Título: Circo na Câmara
Autor:
Fonte: O Estado de São Paulo, 21/01/2005, Editoriais, p. A3

A chamada classe política não precisa muito, infelizmente, para se desmoralizar. A crônica dos vexames cometidos por legisladores brasileiros, com um desdém pela opinião pública que de há muito deixou de espantar, é não apenas enciclopédica, mas também de conhecimento geral. O retrospecto, portanto, aconselharia a não gastar tinta, papel e o tempo do leitor tratando de mais uma demonstração do que se permitem os políticos movidos pela contumaz busca de notoriedade. Nisso, por sinal, beneficiam-se do espaço que lhes concede um noticiário que parece tomar por relevante o que é meramente ruidoso, ou por sério o que é meramente circense.
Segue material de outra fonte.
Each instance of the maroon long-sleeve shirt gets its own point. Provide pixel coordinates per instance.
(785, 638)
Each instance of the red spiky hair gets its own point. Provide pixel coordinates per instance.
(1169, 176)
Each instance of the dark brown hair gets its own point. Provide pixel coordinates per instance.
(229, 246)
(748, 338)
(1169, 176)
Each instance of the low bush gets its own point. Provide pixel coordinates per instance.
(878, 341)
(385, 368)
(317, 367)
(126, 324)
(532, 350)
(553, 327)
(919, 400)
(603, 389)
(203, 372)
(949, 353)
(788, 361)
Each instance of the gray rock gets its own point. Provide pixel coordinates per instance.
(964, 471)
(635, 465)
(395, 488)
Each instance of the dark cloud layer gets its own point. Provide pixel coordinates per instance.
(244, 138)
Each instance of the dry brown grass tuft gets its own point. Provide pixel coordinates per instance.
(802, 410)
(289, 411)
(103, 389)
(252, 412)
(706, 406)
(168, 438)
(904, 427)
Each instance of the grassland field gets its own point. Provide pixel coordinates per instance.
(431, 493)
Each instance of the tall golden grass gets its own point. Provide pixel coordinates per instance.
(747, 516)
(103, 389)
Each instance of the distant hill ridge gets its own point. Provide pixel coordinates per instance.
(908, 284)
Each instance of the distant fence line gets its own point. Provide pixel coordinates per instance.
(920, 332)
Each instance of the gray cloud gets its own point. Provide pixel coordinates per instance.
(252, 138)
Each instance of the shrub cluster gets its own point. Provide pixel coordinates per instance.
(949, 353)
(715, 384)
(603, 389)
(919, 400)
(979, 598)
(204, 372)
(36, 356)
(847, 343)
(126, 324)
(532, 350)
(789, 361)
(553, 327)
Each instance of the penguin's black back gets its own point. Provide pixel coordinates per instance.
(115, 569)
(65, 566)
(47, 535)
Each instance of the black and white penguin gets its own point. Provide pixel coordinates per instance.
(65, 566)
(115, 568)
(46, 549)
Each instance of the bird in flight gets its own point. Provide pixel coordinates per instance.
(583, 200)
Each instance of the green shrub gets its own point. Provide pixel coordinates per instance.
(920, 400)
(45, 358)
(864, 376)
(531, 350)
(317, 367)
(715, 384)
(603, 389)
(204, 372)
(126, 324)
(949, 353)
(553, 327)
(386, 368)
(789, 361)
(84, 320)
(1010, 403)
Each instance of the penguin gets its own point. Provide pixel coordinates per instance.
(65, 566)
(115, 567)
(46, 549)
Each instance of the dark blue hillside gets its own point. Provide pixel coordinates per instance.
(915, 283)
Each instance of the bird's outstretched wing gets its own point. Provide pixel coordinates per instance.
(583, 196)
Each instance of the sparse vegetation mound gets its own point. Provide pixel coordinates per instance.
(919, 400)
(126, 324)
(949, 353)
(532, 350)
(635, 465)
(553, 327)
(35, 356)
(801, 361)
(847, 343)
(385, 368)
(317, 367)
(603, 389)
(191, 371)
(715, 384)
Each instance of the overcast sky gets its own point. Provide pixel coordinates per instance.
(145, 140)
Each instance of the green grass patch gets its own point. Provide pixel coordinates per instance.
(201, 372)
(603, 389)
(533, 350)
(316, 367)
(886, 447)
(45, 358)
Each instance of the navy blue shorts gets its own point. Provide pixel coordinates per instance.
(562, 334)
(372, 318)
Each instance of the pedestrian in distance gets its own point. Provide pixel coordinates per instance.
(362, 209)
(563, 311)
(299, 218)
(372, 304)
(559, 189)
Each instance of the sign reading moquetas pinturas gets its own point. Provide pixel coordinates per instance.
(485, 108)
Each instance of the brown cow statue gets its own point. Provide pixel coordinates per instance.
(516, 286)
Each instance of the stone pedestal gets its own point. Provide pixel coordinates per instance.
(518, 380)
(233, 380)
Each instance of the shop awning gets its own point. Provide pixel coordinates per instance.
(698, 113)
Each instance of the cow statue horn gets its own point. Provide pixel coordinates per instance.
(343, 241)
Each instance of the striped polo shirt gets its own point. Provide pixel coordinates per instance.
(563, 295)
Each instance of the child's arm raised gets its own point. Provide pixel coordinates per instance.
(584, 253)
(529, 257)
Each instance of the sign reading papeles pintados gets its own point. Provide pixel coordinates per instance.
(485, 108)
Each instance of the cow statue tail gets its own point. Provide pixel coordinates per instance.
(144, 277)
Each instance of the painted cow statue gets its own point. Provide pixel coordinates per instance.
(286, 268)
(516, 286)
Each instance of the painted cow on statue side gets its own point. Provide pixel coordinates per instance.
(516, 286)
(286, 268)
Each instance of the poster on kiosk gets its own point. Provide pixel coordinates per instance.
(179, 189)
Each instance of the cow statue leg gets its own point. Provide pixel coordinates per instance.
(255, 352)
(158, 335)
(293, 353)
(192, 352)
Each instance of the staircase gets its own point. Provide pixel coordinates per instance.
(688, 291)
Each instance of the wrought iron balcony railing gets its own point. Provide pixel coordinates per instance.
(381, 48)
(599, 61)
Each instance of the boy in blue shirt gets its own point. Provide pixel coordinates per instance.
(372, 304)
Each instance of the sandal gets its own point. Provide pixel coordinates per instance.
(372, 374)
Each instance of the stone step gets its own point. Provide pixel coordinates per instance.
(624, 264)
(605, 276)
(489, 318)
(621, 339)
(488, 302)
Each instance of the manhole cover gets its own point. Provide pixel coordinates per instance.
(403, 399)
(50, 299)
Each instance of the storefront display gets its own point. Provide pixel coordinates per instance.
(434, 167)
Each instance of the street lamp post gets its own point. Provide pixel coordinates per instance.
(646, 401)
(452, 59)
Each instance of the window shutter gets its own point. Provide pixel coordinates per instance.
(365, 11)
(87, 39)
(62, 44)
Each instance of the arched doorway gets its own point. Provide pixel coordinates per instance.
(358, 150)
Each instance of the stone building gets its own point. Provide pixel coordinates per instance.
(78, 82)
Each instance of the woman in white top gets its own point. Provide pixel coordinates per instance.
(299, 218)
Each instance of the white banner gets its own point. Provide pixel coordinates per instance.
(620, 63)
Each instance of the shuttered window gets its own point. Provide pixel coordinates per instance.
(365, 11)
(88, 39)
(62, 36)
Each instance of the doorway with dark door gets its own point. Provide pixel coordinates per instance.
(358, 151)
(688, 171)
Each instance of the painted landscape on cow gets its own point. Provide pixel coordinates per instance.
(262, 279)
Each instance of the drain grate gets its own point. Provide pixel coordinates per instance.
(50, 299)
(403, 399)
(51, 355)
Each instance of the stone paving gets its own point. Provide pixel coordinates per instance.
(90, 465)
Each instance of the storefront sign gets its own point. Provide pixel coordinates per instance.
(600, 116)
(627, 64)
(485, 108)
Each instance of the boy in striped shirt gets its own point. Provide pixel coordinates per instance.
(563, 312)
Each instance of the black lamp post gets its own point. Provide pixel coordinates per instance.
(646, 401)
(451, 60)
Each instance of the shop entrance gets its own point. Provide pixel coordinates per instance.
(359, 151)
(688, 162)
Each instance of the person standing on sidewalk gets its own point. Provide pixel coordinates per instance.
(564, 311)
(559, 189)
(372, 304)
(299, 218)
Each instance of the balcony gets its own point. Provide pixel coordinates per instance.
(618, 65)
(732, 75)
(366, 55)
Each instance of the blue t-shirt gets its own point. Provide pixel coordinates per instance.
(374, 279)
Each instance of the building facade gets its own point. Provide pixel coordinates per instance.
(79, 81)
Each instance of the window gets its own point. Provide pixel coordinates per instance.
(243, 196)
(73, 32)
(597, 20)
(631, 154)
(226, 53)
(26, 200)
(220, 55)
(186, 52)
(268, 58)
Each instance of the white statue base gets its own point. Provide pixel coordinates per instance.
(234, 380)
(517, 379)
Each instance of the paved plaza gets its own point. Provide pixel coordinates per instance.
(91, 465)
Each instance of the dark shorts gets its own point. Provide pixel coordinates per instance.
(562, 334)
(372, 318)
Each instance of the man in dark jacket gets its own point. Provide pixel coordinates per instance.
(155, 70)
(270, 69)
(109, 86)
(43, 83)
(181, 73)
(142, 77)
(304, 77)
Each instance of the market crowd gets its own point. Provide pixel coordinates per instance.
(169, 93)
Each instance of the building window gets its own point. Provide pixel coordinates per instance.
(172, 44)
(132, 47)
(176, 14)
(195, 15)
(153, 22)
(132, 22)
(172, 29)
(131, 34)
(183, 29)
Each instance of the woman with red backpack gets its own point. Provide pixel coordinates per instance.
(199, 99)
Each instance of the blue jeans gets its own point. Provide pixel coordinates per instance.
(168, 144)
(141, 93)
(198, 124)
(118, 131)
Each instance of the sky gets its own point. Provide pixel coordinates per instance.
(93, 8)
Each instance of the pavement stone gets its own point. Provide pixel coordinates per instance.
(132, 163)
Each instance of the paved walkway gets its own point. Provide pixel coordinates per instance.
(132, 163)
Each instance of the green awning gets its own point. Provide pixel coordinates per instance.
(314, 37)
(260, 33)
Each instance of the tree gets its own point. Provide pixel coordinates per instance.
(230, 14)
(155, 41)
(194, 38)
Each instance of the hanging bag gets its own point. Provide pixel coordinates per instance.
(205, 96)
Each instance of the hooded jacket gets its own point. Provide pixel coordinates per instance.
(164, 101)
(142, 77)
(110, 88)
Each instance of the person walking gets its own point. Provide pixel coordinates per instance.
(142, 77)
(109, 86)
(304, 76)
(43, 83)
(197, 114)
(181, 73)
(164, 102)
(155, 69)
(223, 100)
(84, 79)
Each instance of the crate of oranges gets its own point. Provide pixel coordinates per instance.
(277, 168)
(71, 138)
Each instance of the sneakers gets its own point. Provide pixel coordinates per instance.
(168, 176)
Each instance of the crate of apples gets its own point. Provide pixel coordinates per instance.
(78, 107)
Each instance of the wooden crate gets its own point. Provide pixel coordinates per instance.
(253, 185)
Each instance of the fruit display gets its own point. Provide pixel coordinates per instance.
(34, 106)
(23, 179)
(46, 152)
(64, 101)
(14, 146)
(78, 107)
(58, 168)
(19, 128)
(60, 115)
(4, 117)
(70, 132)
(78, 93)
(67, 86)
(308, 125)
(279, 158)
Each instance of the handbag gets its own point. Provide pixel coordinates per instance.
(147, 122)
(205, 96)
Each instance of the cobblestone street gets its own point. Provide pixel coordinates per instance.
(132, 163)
Mas o caso que motiva este comentário envolve um dos mais altos postos da República, a presidência da Câmara dos Deputados, cujo titular, além de outras prerrogativas, está, por assim dizer, a apenas dois batimentos cardíacos do Palácio do Planalto, como substituto constitucional do chefe do governo e do seu vice, no impedimento de ambos. Até esta quarta-feira, era assunto de economia doméstica do PT, apesar do exagerado destaque recebido, a insistência do deputado Virgílio Guimarães em contrariar a decisão da bancada que no fim do ano escolheu o deputado Luiz Eduardo Greenhalgh para candidato à sucessão do também petista João Paulo Cunha na direção da Casa.

Desde então, porém, a questão mudou de figura. Ele tornou oficial a sua pretensão de concorrer como avulso ao cargo que a praxe parlamentar reserva a cada dois anos ao principal partido na Câmara e no Senado. É mais fácil um político entrar no reino dos céus do que Virgílio eleger-se no pleito de 14 de fevereiro - se até lá não tiver desistido - embora o voto seja secreto. O mesmo se aplica, evidentemente, aos outros autocandidatos, desde o folclórico Jair Bolsonaro e o combativo José Carlos Aleluia,ambos do PFL, ao pontífice do baixo clero legislativo, o pepista Severino Cavalcanti.

De todo modo, a candidatura Virgílio é digna de exame por mostrar, primeiro, que até a mais disciplinada agremiação política brasileira, cujas bandeiras de luta deveriam sempre pairar sobre os seus portadores, tem lugar para a feira de vaidades típica das siglas convencionais, para não falar daquelas puramente fisiológicas. Segundo, que a feira se espraiou desde que o partido chegou ao governo, com uma agravante: por ter que compartilhar o poder, o PT não possui vagas suficientes para a quantidade e a intensidade das ambições florescentes. E, terceiro, por mostrar que a bancada da estrela não é uma confraria de querubins, muito menos um baluarte inexpugnável contra a demagogia de rés de chão.

De fato, ao lançar a sua candidatura avulsa, esse economista de formação, no seu terceiro mandato federal aos 55 anos, fez a severina promessa de que, se eleito, cada um dos seus 512 colegas terá a oportunidade de ver aprovado pelo menos um projeto de lei de sua autoria. E, num assomo anti-severino de austeridade, anunciou que cortará as despesas da Câmara - com água. "Se a água da casa é potável por que tem de se tomar água mineral?", perguntou aos 58 deputados de diversos partidos, a maioria deles ilustres desconhecidos, na acepção literal do termo, que prestigiavam o momentoso evento. Virgílio apresentou-se como líder de um "novo clero", que pretenderia se ver livre das peias partidárias.

Além de deixar claro, com as suas propostas hilariantes, que o presidente Lula tinha razão ao vetar o seu nome, sem querer Virgílio deu um forte argumento aos defensores do ponto decerto mais controvertido do projeto de reforma política em semi-hibernação na Câmara. É o que prevê o fim do voto em nomes para vereador, deputado estadual e federal. O eleitor votaria em listas partidárias fechadas, elegendo-se, por ordem de presença na lista, tantos candidatos quantas cadeiras a que as siglas fizerem jus na proporção dos votos recebidos.

Com isso, ficaria instituído, de vez, que o "dono do mandato" é o partido e não o mandatário. No curso de uma legislatura, quem trocasse de legenda perderia a cadeira, o que poria fim ao vaivém dos políticos pelas bancadas, que tanto desfigura o sistema de representação popular. Acabariam também, por definição, as desmoralizantes candidaturas avulsas ao comando das câmaras legislativas.